Display names for the add, [n]extract, [n]list, [n]merge, and remove commands use the same format as the DISPLAY environment variable and the common -display command line argument. Display-specific information (such as the screen number) is unnecessary and will be ignored. Same-machine connections (such as local-host sockets, shared memory, and the Internet Protocol hostname localhost) are referred to as hostname/unix:displaynumber so that local entries for different machines may be stored in one authority file.
The most common use for xauth is to extract the entry for the current display, copy it to another machine, and merge it into the user's authority file on the remote machine: % xauth extract - $DISPLAY | ssh otherhost xauth merge - The following command contacts the server :0 to create an authorization using the MIT- MAGIC-COOKIE-1 protocol. Clients that connect with this authorization will be untrusted. % xauth generate :0 .
This xauth program uses the following environment variables: XAUTHORITY to get the name of the authority file to use if the -f option isn't used. HOME to get the user's home directory if XAUTHORITY isn't defined.
$HOME/.Xauthority default authority file if XAUTHORITY isn't defined.
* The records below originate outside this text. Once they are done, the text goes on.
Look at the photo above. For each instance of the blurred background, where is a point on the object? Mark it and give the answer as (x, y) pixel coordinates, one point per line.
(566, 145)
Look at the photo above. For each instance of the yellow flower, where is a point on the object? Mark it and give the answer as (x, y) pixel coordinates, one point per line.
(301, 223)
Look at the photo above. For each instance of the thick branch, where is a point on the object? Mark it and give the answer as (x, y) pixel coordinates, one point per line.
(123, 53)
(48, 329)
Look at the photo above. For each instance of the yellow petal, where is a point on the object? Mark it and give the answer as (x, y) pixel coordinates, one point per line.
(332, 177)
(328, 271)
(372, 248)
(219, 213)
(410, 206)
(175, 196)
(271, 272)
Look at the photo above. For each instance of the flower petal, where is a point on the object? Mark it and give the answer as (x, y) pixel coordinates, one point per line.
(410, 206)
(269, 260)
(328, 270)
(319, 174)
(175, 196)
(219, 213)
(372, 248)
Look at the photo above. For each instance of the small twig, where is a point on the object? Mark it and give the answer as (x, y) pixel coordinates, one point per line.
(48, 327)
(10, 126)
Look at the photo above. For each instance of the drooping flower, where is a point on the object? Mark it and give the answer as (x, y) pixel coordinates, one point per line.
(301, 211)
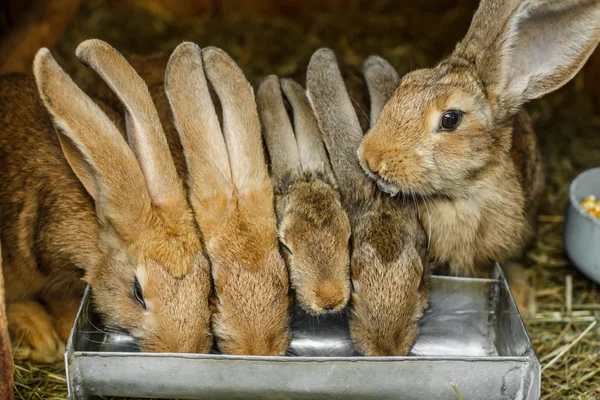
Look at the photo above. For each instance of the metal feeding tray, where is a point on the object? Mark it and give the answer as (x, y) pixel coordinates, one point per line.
(472, 339)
Users that have unsecure networks should take care to use encrypted file transfer mechanisms to copy authorization entries between machines. Similarly, the MIT-MAGIC- COOKIE-1 protocol is not very useful in unsecure environments. Sites that are interested in additional security may need to use encrypted authorization mechanisms such as Kerberos. Spaces are currently not allowed in the protocol name. Quoting could be added for the truly perverse.